More interesting to us was wandering around the surrounding streets looking at the “ticky tack” religious paraphernalia for sale, poking our heads into some of the lesser temples, and watching some young boys fish with a magnet in a disgusting festering stream for treasures.
|Boys fishing for metal treasures with magnets, Kalighat|
|One photo Richard snuck in, inside the Kalighat Temple|
|Around Kalighat Temple|
A more peaceful experience was Mother Theresa’s Motherhouse- the original building she set up to help the poor of the city. Now, in addition to the mission, there is a museum devoted to her simple life and philosophies, as well as her tomb- she died in 1997.
Food is always a treat when we first arrive in India, and after 3 years in South-east Asia, it was very special to have something different for our taste buds! Kati rolls were a new tasty treat, with flat bread fried with an egg, then wrapped with delicious fillings- a Bengali special. Indians do western food very well too- a left over from the Brits presumably, and porridge is always a favourite for us both. Unfortunately, after a week we became sick with tummy bugs for a couple of days, which dampened our keenness to be adventurous with street food.
|Basic food stalls|
Being in a big city definitely has its advantages with train booking, as we found out when we visited the Howrah railway station and saw the huge line for the general population for booking a train ticket, then discovered the Foreigner’s Booking Office across the river, where an air-con refuge of quiet, empty calm saw us wait for 5 minutes on comfy (yet tatty) sofas, then book an onward ticket to our next destination at a desk with an English-speaking clerk. So easy!
|Under Howrah Bridge|
A unique sight in India (particularly in Calcutta) is the Hindustan Ambassador car. This is a car made under the name of Morris Oxford in Britain during the 1950s, and for whatever reason was stopped being made there and transferred to India.
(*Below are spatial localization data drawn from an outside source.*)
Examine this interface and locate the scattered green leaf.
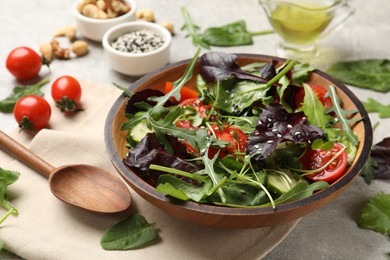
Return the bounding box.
[326,59,390,92]
[181,7,273,49]
[358,192,390,235]
[0,77,49,113]
[202,20,273,47]
[363,98,390,118]
[0,168,20,225]
[101,213,159,250]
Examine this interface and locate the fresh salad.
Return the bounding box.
[120,50,360,209]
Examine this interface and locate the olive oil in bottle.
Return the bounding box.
[269,2,333,45]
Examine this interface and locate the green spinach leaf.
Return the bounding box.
[202,20,273,47]
[363,98,390,118]
[0,168,20,225]
[101,213,159,250]
[181,7,273,48]
[0,77,49,113]
[326,59,390,92]
[358,192,390,235]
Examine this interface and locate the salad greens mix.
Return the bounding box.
[120,50,361,209]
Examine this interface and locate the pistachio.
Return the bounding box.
[54,26,77,41]
[50,39,60,52]
[71,40,89,57]
[39,43,53,62]
[142,9,155,22]
[111,0,130,14]
[82,4,99,18]
[54,48,72,60]
[98,9,108,19]
[96,0,106,10]
[136,9,144,19]
[159,21,175,35]
[76,0,97,13]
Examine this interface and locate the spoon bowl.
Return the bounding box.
[0,130,131,213]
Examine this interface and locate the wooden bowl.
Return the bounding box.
[104,54,372,228]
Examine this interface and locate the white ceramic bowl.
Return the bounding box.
[73,0,137,42]
[102,21,172,76]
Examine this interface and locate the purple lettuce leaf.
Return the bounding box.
[370,137,390,179]
[199,52,267,83]
[125,89,167,114]
[123,133,200,185]
[247,103,324,161]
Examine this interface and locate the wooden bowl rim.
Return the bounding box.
[104,53,373,217]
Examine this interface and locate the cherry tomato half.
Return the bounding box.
[6,47,43,80]
[165,81,198,102]
[51,75,82,112]
[295,84,333,109]
[14,95,51,131]
[300,143,348,183]
[208,124,248,159]
[179,98,212,118]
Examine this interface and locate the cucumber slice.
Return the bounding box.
[267,172,297,196]
[129,120,152,143]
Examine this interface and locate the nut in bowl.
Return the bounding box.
[102,21,172,76]
[73,0,137,42]
[104,51,372,228]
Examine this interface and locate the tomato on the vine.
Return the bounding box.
[6,47,43,80]
[14,95,51,131]
[51,75,82,112]
[165,81,198,102]
[208,124,248,159]
[295,84,333,109]
[300,143,348,183]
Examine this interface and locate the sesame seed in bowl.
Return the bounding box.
[111,29,165,54]
[102,21,172,76]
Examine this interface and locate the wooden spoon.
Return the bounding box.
[0,130,131,213]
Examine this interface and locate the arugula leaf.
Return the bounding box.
[101,213,158,250]
[181,7,210,49]
[196,128,227,203]
[326,59,390,92]
[363,98,390,118]
[326,85,360,146]
[301,83,333,128]
[0,77,49,113]
[358,192,390,235]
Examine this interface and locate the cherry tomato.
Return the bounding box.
[165,81,198,102]
[295,84,333,109]
[300,143,348,183]
[14,95,51,131]
[6,47,43,80]
[208,124,248,159]
[179,98,212,118]
[51,76,82,112]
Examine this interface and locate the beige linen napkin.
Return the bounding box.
[0,79,299,260]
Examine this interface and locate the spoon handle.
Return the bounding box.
[0,130,55,178]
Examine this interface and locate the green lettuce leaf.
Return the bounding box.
[358,192,390,235]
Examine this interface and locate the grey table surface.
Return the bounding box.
[1,0,390,259]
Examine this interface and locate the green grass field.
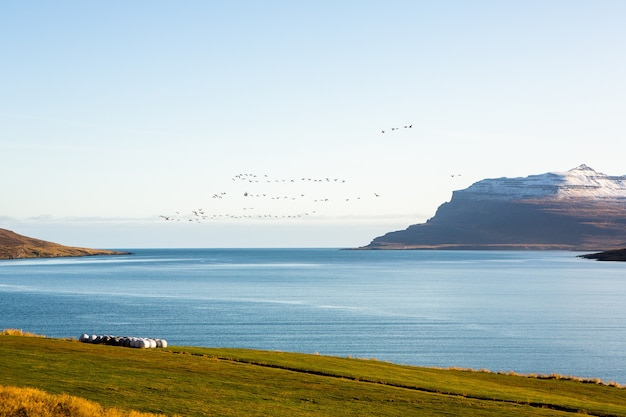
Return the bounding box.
[2,334,626,416]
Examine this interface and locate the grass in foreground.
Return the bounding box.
[2,334,626,416]
[0,328,46,337]
[0,385,172,417]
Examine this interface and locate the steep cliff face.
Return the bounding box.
[361,165,626,250]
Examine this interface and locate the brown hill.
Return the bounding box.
[0,228,129,260]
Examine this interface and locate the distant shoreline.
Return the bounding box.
[0,250,131,261]
[578,248,626,262]
[353,243,606,250]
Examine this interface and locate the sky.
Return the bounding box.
[2,1,626,248]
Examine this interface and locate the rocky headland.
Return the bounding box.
[578,248,626,262]
[360,165,626,251]
[0,228,129,260]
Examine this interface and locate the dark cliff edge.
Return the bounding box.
[578,248,626,262]
[0,228,130,260]
[357,198,626,251]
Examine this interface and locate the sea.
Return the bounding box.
[1,248,625,384]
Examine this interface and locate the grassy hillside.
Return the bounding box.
[0,228,128,259]
[2,334,626,416]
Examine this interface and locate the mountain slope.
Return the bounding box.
[361,165,626,250]
[0,228,128,259]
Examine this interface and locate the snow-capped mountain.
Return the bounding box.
[360,165,626,251]
[454,164,626,201]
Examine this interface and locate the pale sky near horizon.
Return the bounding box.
[2,1,625,248]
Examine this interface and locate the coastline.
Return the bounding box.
[0,250,131,261]
[578,248,626,262]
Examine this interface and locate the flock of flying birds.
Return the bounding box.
[381,124,412,134]
[159,126,464,224]
[159,173,382,223]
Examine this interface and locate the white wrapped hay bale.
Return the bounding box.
[78,333,168,348]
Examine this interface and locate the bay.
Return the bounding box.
[1,249,625,384]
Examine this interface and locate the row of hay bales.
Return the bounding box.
[79,334,167,348]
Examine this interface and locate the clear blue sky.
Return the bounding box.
[2,1,625,248]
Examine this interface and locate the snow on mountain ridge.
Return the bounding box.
[453,164,626,201]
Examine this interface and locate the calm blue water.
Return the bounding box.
[1,249,625,383]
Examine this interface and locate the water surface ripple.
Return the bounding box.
[1,249,625,384]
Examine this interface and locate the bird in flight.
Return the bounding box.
[382,124,412,133]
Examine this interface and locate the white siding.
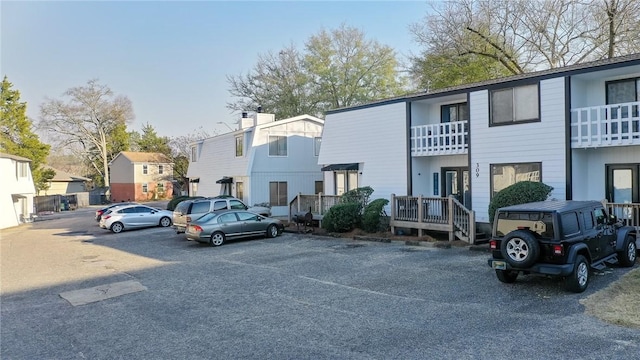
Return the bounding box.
[470,78,568,223]
[0,157,36,229]
[572,146,640,201]
[571,65,640,108]
[319,102,407,201]
[411,155,467,196]
[187,116,324,209]
[186,131,252,196]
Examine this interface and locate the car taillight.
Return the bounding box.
[190,225,203,232]
[103,215,111,220]
[97,210,103,215]
[489,240,498,250]
[553,244,564,256]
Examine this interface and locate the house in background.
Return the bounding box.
[109,151,173,202]
[0,153,36,229]
[187,112,324,217]
[38,166,90,195]
[319,54,640,239]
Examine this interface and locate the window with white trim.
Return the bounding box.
[491,162,541,197]
[490,84,539,125]
[142,164,148,175]
[269,181,288,206]
[142,183,148,193]
[158,165,164,174]
[236,135,243,157]
[268,136,287,156]
[191,146,197,162]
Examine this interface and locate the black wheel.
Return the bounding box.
[495,270,518,284]
[618,235,637,267]
[500,230,540,268]
[110,222,124,234]
[210,232,225,247]
[159,216,172,227]
[565,255,590,293]
[266,224,278,238]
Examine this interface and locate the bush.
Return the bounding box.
[340,186,374,212]
[322,202,362,233]
[488,181,554,223]
[362,198,389,233]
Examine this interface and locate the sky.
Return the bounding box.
[1,1,430,138]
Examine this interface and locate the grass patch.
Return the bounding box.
[580,267,640,328]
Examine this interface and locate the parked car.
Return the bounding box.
[172,196,271,234]
[185,210,284,246]
[99,204,173,233]
[95,202,138,222]
[487,200,637,293]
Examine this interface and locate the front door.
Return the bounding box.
[442,167,470,207]
[606,164,639,203]
[606,164,639,223]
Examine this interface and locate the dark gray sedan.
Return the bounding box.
[185,210,284,246]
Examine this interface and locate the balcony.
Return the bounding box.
[410,120,468,156]
[571,102,640,148]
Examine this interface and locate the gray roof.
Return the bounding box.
[0,152,32,162]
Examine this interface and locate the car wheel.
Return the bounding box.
[500,230,540,268]
[159,216,172,227]
[618,235,637,267]
[110,222,124,234]
[210,232,225,247]
[266,224,279,238]
[495,270,518,284]
[565,255,590,293]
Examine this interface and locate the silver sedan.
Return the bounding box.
[185,210,284,246]
[99,204,173,233]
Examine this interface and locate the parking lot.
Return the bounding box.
[1,206,639,359]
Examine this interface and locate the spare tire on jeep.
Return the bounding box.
[500,230,540,268]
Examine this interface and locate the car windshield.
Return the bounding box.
[496,211,555,238]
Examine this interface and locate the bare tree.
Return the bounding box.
[411,0,640,79]
[39,79,134,187]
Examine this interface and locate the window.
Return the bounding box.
[335,171,358,196]
[561,212,580,237]
[314,137,321,156]
[229,200,247,210]
[237,212,259,221]
[157,183,164,193]
[218,213,237,224]
[490,84,539,125]
[191,146,197,162]
[142,164,148,175]
[236,181,244,200]
[268,135,287,156]
[491,163,541,197]
[158,165,164,174]
[236,135,243,157]
[192,201,212,213]
[606,78,639,131]
[441,103,469,123]
[212,201,227,211]
[17,162,28,178]
[315,181,323,194]
[582,211,595,230]
[269,181,288,206]
[142,183,148,193]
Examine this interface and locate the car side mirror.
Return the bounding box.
[609,214,618,224]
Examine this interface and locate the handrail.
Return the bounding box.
[570,101,640,147]
[410,120,469,156]
[288,193,341,222]
[602,201,640,229]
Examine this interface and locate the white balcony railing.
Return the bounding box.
[571,101,640,148]
[410,120,468,156]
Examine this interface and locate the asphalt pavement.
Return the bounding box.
[1,206,639,359]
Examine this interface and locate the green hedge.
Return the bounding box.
[322,202,362,233]
[488,181,554,223]
[362,198,389,233]
[167,196,202,211]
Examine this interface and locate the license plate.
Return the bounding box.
[492,261,507,270]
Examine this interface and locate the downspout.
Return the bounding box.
[406,101,412,196]
[565,76,572,200]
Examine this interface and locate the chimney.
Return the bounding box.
[240,111,254,129]
[257,106,262,113]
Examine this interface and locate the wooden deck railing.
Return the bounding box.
[603,201,640,229]
[289,193,341,223]
[390,194,476,243]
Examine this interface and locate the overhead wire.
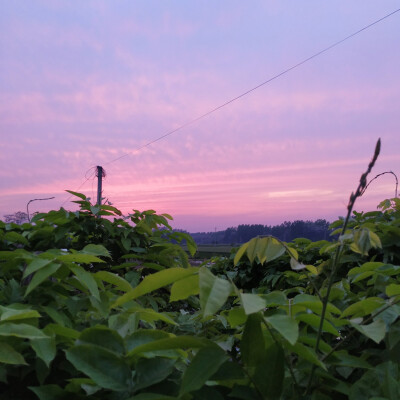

They have been making this model here since1958, with no changes. So, although it’s originally British, it’s now considered the definitive Indian car. We love them- many are used as taxi and government cars, but there are a few independent ones rattling around in various colours.
|A particularly nice color (excuse the squashed rat on the road!)|
|Most are used as taxis|
Because we lost a few days to sickness, we didn’t see everything we planned to- even in our 12 days. But we loved our time here, now have a good excuse to come back again someday and see the rest!